Ukrainian agricultural logistics is entering a period of heightened uncertainty. For grain sellers, traders, elevators, and carriers, the key factors remain the safety of maritime routes and the cost of rail transportation to ports and inland hubs.

Recent market reports indicate two signals to consider in contracts and shipment planning: new attacks on civilian vessels heading to Ukrainian ports and a proposed increase in Ukrzaliznytsia freight tariffs.

Maritime Sector: Security Risks Back in Focus

On the night of June 22, Russia attacked civilian commercial ships via drones en route to Ukrainian ports. This was reported by the Ukrainian Sea Ports Authority and the Ukrainian Navy.

The most serious consequences were recorded on the bulk carrier VICTRESS: after a hit, a large fire broke out, and the vessel sustained significant damage. On board were nine crew members from Egypt, Turkey, and India. One sailor, a 58-year-old cook, was killed; others were evacuated.

There were also reports of damage to civilian ships flying flags of Palau and Belize. No casualties among their crews were reported, and the ships continued their routes.

For agricultural exports, this is not only a safety issue. Each incident at sea can impact shipowners’ willingness to enter the region, loading schedules, insurance conditions, and freight negotiations.

Railway Sector: Proposed 30% Rate Increase

The Ukrainian Ministry of Community and Territorial Development has published a draft order proposing a 30% increase in freight rail tariffs starting August 1, 2026. The document is open for public consultation.

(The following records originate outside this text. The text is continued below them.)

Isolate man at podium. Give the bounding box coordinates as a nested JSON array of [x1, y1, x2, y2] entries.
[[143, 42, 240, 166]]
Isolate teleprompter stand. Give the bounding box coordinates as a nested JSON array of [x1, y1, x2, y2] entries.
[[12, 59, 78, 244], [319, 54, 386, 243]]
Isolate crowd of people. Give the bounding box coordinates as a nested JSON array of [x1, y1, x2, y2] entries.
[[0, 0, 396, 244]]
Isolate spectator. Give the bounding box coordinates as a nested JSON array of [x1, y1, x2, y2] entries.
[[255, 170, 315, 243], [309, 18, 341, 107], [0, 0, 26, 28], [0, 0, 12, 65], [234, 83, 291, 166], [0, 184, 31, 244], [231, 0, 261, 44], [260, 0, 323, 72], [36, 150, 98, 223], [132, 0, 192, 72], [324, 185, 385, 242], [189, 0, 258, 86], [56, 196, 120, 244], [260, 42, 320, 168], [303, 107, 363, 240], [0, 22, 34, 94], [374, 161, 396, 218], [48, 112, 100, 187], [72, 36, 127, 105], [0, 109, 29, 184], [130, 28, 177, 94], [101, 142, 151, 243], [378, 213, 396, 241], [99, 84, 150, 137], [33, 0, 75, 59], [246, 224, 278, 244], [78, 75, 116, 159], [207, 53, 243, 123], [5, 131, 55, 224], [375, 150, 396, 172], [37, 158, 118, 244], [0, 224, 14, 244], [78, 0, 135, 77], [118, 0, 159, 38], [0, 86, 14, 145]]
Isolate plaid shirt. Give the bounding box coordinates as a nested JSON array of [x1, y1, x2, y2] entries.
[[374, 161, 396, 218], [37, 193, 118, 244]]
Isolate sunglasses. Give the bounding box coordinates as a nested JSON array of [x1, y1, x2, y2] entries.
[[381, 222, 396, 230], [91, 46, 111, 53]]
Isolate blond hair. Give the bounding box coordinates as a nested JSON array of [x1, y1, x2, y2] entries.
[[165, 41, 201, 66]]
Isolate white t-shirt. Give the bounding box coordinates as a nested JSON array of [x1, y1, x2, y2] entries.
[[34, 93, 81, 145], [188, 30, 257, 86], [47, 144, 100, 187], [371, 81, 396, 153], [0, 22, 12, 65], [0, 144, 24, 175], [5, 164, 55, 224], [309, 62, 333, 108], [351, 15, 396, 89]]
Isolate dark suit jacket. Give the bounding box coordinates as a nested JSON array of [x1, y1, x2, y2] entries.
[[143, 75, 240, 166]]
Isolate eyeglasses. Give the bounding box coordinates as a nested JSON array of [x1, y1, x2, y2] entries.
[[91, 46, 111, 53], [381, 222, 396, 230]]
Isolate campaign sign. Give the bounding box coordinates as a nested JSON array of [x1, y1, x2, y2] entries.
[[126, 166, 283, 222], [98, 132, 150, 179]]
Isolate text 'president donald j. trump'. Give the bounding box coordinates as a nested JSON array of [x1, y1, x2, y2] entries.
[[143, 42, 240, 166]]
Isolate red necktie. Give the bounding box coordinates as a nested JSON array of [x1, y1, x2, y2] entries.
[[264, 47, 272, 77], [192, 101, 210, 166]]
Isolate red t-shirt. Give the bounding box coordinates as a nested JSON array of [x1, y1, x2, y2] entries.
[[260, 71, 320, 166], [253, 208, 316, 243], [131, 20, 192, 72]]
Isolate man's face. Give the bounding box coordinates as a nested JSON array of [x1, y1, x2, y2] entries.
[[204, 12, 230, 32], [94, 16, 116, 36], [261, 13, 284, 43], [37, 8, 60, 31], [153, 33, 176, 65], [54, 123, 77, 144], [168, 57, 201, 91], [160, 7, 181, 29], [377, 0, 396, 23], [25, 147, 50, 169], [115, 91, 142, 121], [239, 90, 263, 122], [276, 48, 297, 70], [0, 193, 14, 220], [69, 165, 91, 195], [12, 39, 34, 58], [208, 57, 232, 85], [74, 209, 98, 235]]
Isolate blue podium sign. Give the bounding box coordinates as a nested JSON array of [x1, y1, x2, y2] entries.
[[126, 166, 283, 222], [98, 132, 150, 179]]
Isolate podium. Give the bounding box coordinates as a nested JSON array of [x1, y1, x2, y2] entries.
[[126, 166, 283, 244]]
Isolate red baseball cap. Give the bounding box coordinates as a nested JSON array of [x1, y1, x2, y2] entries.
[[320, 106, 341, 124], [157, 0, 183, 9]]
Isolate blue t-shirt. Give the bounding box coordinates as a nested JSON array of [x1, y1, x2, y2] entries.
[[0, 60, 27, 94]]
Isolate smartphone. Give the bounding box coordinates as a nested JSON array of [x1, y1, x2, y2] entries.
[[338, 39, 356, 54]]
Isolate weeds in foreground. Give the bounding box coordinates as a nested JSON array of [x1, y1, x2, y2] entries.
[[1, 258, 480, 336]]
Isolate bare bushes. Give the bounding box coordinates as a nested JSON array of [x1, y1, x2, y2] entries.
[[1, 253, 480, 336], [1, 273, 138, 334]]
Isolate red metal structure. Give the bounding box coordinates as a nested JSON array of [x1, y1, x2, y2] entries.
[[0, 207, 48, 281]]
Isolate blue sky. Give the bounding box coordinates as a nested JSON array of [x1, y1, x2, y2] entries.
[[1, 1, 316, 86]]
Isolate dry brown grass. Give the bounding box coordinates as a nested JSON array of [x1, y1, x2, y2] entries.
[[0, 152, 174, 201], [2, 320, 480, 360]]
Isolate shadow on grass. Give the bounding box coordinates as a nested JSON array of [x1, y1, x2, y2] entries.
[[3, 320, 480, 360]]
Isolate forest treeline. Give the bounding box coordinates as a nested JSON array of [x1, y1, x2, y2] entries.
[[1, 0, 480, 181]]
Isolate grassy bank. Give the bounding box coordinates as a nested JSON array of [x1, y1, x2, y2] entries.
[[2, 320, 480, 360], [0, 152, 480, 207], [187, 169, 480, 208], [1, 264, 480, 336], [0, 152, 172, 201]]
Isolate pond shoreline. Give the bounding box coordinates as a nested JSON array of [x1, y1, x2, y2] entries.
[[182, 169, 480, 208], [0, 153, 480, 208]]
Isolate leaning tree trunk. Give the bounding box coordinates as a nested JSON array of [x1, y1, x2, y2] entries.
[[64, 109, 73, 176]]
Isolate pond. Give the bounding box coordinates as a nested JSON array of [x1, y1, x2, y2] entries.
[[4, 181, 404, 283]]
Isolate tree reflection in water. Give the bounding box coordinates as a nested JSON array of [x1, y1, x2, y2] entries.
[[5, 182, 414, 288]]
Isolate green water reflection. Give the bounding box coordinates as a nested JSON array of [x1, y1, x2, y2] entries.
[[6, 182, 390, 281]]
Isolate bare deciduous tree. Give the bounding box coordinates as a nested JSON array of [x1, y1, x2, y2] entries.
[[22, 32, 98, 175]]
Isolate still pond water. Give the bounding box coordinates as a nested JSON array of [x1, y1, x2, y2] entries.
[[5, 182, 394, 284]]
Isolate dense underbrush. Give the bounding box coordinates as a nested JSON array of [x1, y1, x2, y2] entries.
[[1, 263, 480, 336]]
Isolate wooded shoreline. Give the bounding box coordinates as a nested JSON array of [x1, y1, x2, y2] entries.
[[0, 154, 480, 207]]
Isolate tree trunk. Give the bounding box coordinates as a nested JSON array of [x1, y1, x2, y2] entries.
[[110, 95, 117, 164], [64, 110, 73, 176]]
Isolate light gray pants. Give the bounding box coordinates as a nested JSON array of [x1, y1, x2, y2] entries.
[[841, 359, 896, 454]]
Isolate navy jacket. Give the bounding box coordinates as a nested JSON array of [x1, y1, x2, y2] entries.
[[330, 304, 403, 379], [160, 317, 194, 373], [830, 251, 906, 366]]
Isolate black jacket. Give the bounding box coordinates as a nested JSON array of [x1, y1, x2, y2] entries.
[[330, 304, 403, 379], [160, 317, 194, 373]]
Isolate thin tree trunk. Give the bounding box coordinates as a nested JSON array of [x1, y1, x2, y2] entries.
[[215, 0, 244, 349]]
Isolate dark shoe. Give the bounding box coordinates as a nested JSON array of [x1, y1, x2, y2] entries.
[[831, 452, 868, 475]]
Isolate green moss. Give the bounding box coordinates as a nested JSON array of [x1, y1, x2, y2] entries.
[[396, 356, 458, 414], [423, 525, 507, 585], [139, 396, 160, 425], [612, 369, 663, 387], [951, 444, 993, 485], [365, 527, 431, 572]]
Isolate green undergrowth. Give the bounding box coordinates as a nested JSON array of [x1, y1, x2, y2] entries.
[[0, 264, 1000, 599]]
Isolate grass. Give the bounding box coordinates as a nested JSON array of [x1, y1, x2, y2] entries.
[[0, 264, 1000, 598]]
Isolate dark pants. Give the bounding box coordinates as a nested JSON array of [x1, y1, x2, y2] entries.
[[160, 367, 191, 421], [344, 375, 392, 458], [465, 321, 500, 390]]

A separate section pertains to the tariffs for empty wagons. It is proposed to unify the tariffs and set a single coefficient of 5.139. According to the ministry, this would increase tariffs for transporting empty wagons after unloading of cargo in the 1st and 2nd tariff classes by 60%, while tariffs for wagons from the 3rd tariff class would remain unchanged.

The Ministry explains that the initiative is driven by the fact that the last tariff increase occurred nearly four years ago, and the costs for carriers have risen significantly. Among the reasons cited are the producer price index for industrial products at 252.1%, a 12.5% decline in freight volumes in 2025, Ukrzaliznytsia’s net loss of UAH 7.6 billion in 2025 and UAH 9.3 billion in the first four months of 2026.

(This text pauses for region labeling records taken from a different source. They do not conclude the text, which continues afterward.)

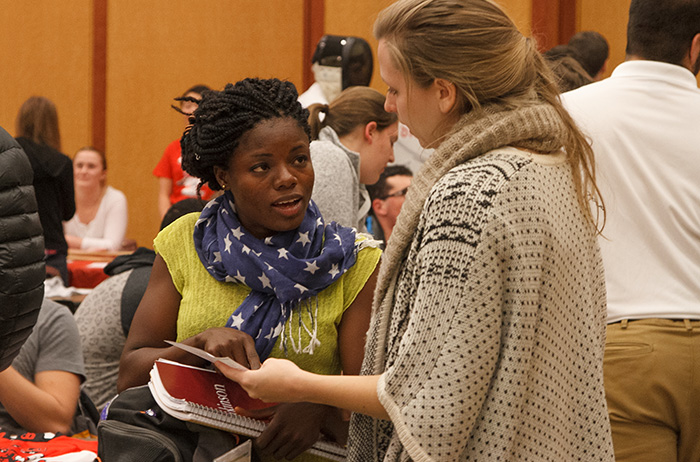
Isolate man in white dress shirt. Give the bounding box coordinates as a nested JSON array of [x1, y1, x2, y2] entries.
[[562, 0, 700, 462]]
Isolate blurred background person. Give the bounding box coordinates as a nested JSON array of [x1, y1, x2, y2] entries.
[[367, 165, 413, 246], [75, 198, 206, 409], [543, 45, 593, 93], [15, 96, 75, 286], [309, 86, 398, 231], [569, 30, 610, 80], [63, 146, 128, 250], [153, 85, 214, 220]]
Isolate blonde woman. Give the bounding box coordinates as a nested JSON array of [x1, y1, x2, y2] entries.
[[220, 0, 614, 462], [63, 147, 128, 250]]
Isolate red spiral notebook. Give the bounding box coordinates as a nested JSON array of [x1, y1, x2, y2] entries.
[[148, 359, 347, 461]]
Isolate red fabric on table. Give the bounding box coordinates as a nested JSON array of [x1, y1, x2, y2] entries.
[[68, 260, 109, 289]]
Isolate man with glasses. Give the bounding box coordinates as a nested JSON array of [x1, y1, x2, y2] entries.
[[367, 165, 413, 245]]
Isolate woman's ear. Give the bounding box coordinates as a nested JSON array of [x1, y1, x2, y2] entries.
[[214, 165, 228, 188], [363, 121, 377, 144], [372, 198, 386, 216], [688, 34, 700, 75], [434, 79, 457, 114]]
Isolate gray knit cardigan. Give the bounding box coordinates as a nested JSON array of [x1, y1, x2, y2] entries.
[[349, 105, 613, 462]]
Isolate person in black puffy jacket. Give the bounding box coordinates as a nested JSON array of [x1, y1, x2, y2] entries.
[[0, 127, 46, 370]]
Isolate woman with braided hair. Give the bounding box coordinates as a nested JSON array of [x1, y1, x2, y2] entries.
[[218, 0, 614, 462], [118, 79, 380, 460]]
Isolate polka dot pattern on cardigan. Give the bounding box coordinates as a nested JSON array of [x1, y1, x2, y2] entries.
[[350, 148, 613, 461]]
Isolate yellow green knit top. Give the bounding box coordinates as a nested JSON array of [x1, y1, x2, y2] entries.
[[153, 213, 381, 374]]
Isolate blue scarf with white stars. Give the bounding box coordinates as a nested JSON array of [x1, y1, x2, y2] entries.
[[194, 191, 357, 361]]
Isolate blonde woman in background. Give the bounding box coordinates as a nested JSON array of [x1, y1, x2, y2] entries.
[[63, 147, 128, 250], [219, 0, 614, 462], [308, 87, 399, 231]]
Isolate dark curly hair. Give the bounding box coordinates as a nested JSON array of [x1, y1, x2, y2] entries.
[[178, 79, 311, 191]]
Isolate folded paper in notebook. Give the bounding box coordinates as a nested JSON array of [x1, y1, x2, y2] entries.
[[148, 359, 347, 461]]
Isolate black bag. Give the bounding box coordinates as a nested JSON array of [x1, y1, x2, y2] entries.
[[97, 385, 247, 462]]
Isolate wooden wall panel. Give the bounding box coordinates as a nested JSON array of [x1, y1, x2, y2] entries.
[[107, 0, 303, 246], [0, 0, 92, 155], [325, 0, 394, 92], [496, 0, 532, 36]]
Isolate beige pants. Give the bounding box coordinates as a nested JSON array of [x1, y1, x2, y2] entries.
[[604, 319, 700, 462]]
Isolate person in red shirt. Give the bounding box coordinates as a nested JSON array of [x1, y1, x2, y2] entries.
[[153, 85, 214, 219]]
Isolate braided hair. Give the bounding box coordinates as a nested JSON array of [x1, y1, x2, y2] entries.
[[178, 79, 311, 190]]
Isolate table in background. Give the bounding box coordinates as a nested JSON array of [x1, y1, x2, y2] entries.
[[68, 249, 131, 289]]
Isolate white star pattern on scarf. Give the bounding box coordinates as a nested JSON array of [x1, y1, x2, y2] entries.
[[231, 314, 244, 329], [231, 226, 244, 241], [258, 273, 272, 289], [236, 270, 248, 285], [265, 323, 284, 340], [297, 231, 311, 247], [328, 265, 340, 278], [304, 260, 319, 274]]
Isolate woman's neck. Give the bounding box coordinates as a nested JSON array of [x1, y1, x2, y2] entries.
[[75, 184, 107, 207]]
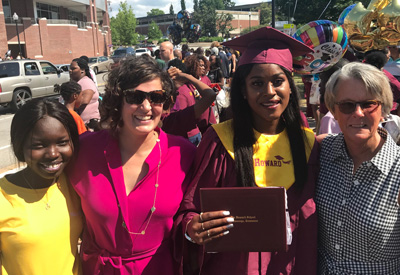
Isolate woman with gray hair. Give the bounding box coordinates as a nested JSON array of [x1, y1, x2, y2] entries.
[[315, 63, 400, 275]]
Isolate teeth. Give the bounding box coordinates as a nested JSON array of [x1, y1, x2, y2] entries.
[[135, 116, 151, 120]]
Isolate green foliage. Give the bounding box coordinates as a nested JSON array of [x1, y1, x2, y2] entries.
[[216, 13, 234, 38], [147, 21, 162, 40], [275, 0, 370, 25], [193, 0, 234, 36], [147, 9, 165, 16], [110, 0, 137, 45]]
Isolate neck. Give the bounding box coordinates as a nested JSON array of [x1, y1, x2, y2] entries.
[[118, 127, 158, 155], [345, 132, 385, 172]]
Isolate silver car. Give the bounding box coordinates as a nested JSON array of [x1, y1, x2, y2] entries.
[[89, 56, 114, 74], [0, 59, 69, 111]]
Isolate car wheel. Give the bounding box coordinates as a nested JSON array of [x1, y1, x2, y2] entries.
[[11, 89, 32, 112]]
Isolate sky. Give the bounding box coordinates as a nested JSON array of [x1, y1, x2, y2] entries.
[[110, 0, 256, 18]]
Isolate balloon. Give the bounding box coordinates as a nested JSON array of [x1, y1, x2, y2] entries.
[[186, 24, 201, 43], [167, 24, 183, 45], [343, 0, 400, 52], [293, 20, 348, 75], [176, 10, 191, 31], [338, 4, 356, 25]]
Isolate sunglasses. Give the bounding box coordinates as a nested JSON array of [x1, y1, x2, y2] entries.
[[335, 100, 381, 115], [123, 90, 167, 104]]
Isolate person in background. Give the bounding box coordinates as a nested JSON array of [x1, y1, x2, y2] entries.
[[174, 49, 182, 60], [68, 55, 196, 275], [69, 58, 100, 131], [60, 80, 87, 134], [154, 49, 166, 70], [160, 41, 174, 67], [0, 99, 84, 275], [79, 55, 99, 88], [176, 27, 319, 275], [315, 62, 400, 275]]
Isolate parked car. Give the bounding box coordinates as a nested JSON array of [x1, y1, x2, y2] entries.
[[0, 59, 70, 111], [135, 48, 151, 56], [111, 47, 135, 69], [56, 64, 71, 74], [89, 56, 114, 74]]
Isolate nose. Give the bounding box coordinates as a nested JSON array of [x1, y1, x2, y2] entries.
[[46, 144, 60, 159]]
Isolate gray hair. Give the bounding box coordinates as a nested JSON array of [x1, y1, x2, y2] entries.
[[325, 62, 393, 117]]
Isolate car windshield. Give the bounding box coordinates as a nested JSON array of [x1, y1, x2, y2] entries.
[[0, 62, 19, 77], [113, 49, 126, 56]]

The ministry estimates that Ukrzaliznytsia’s funding deficit this year exceeds UAH 26 billion. The expected additional revenue from the tariff increase is approximately UAH 8.6 billion.

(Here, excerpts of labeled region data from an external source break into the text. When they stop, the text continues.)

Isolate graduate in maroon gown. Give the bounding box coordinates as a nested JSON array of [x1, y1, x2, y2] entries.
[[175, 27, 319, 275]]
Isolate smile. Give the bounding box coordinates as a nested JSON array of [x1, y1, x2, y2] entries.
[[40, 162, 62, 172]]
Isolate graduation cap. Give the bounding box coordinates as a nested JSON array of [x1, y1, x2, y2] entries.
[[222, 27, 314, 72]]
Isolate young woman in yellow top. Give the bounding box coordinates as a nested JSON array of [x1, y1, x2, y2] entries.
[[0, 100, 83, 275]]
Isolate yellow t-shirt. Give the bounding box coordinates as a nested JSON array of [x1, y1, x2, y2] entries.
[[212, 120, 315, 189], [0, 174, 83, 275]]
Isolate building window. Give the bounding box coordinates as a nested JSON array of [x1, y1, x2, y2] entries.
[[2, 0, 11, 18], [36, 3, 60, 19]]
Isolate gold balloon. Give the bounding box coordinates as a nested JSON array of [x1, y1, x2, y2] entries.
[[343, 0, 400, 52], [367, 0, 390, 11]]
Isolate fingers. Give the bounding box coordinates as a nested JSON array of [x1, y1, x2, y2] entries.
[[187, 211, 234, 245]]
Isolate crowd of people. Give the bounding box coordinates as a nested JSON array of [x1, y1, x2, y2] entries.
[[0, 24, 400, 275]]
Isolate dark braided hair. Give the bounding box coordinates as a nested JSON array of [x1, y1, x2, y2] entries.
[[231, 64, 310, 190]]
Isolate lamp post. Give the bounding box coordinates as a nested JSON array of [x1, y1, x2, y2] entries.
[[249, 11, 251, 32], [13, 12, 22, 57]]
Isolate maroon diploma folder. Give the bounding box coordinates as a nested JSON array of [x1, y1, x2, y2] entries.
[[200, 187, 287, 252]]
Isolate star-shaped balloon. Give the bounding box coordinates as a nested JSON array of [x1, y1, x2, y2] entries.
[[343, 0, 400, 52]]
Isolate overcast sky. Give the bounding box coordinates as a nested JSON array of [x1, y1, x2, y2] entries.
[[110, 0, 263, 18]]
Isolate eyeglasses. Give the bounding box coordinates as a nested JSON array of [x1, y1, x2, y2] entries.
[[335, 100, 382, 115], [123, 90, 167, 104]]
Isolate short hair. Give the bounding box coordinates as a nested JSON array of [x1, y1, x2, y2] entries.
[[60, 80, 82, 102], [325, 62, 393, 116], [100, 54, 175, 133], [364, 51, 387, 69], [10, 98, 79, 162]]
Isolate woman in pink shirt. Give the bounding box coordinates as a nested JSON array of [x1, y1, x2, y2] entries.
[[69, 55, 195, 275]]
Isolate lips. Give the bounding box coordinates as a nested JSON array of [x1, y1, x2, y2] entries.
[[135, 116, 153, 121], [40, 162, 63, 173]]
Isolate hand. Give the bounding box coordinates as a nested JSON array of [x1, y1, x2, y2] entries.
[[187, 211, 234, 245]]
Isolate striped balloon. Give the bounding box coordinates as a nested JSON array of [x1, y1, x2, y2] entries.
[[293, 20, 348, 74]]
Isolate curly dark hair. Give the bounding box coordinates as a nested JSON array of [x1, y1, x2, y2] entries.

Considerations for Sellers and Buyers of Agro-Products

  • Fixing the logistics component. If the contract involves deferred delivery, it is important to specify who bears the risk of tariff changes.
  • Route planning. When alternatives exist between port, rail, and road transport, the economics should be recalculated after each tariff or security condition change.
  • Loading conditions. For batches of grain, oilseeds, and processing products, it is crucial to agree on wagon submission deadlines, downtime, responsibility for delays, and schedule flexibility.
  • Monitoring tariff project developments. Until the order is officially approved, the market should track public discussions and potential changes in the final version.

Key Conclusions for Agro-Logistics

The sea corridor remains critically important for exports, but security risks could affect transportation costs and stability. Simultaneously, railway logistics may become more expensive if the proposed tariff increase is implemented.

For the market, this means that the product price at elevators or warehouses will increasingly depend on precise logistics calculations. Errors in delivery costs can quickly erode margins, especially for bulk export crops.

Implications for the Market

Salespeople on AgroPost should specify actual shipment conditions, available transport options, and readiness to work with different delivery bases. Buyers and traders should incorporate scenarios of higher railway logistics costs and possible delays at sea into negotiations. In the near future, competitive advantage will depend not only on the price of agro-products but also on the ability to quickly confirm routes, transport, and delivery schedules.